The Ministry of Agriculture, Forestry and Fisheries is teaming up on the project with the National Federation of Agricultural Cooperative Associations, known as Zen-Noh, and Yusen Logistics. The initial plan is to ship produce to Malaysia in air-conditioned containers that keep temperatures and oxygen levels low.
Japan aims to boost exports of farm products and other foodstuffs to 1 trillion yen ($9.76 billion) by 2020. The ministry reckons more maritime shipments would help tap growing demand for Japanese fruits and vegetables around Asia, including markets such as Hong Kong and Taiwan. It sees a chance to clear the target earlier than planned.
The farm ministry will cover half of the trial expenses, drawing on its supplementary budget for fiscal 2015, which ended in March.
Zen-Noh and Yusen plan to ship peaches and grapes to Malaysia from a port in the Kanto region, which encompasses Tokyo, in July. Strawberry exports are to follow this winter.
Among quick-spoiling produce, grapes are Japan's biggest export, with 1.5 billion yen worth of them sent abroad in 2015. That was a fivefold increase from 2011. Strawberry exports quadrupled in value.
Ships are used for a mere 0.1% of the strawberry exports, and 26% of the grapes. Amaou strawberries, a premium brand produced mainly on Japan's southwestern island of Kyushu, are picked in the morning and airlifted to Hong Kong for display on store shelves the following afternoon.
The prevalence of aerial transport means freight expenses account for about one-third of Japanese strawberry prices in Hong Kong.
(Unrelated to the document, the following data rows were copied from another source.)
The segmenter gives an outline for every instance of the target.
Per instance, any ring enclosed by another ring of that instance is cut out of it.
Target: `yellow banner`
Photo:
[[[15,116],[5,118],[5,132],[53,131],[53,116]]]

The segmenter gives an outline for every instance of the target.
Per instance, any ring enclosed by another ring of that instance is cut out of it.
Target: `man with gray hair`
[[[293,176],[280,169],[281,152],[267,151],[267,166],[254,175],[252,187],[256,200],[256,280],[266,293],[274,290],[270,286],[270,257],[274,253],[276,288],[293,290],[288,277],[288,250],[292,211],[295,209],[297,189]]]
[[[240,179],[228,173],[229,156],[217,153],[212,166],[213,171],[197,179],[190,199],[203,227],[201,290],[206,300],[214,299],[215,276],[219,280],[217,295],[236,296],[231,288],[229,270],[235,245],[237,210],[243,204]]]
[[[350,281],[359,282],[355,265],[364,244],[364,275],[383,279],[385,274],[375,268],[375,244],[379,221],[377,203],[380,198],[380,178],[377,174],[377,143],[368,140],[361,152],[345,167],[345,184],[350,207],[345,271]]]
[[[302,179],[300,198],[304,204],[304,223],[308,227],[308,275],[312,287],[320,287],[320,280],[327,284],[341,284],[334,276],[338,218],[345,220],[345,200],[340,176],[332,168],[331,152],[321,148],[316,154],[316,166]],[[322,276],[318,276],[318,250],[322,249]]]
Customers in Taiwan and other markets pay three to four times more than Japanese shoppers.
Maritime shipping is estimated to reduce transport outlays to one-fifth, or even one-tenth, of the current costs. The difference would show up on price tags.
By fiscal 2020, the ministry plans to raise the ratio of seaborne strawberry exports to 20%. It wants to boost the figure for grapes to 50%.
Meanwhile, the ministry is also looking to meet demand for out-of-season produce.
Appetite for grapes in greater China, for example, increases during the Lunar New Year period in January and February. Trouble is, they come into season in the summer and autumn in Japan.
So in addition to air-conditioned containers, the ministry intends to support the development of wrapping technology that would keep fruits and vegetables fresh, allowing exports at other times of year.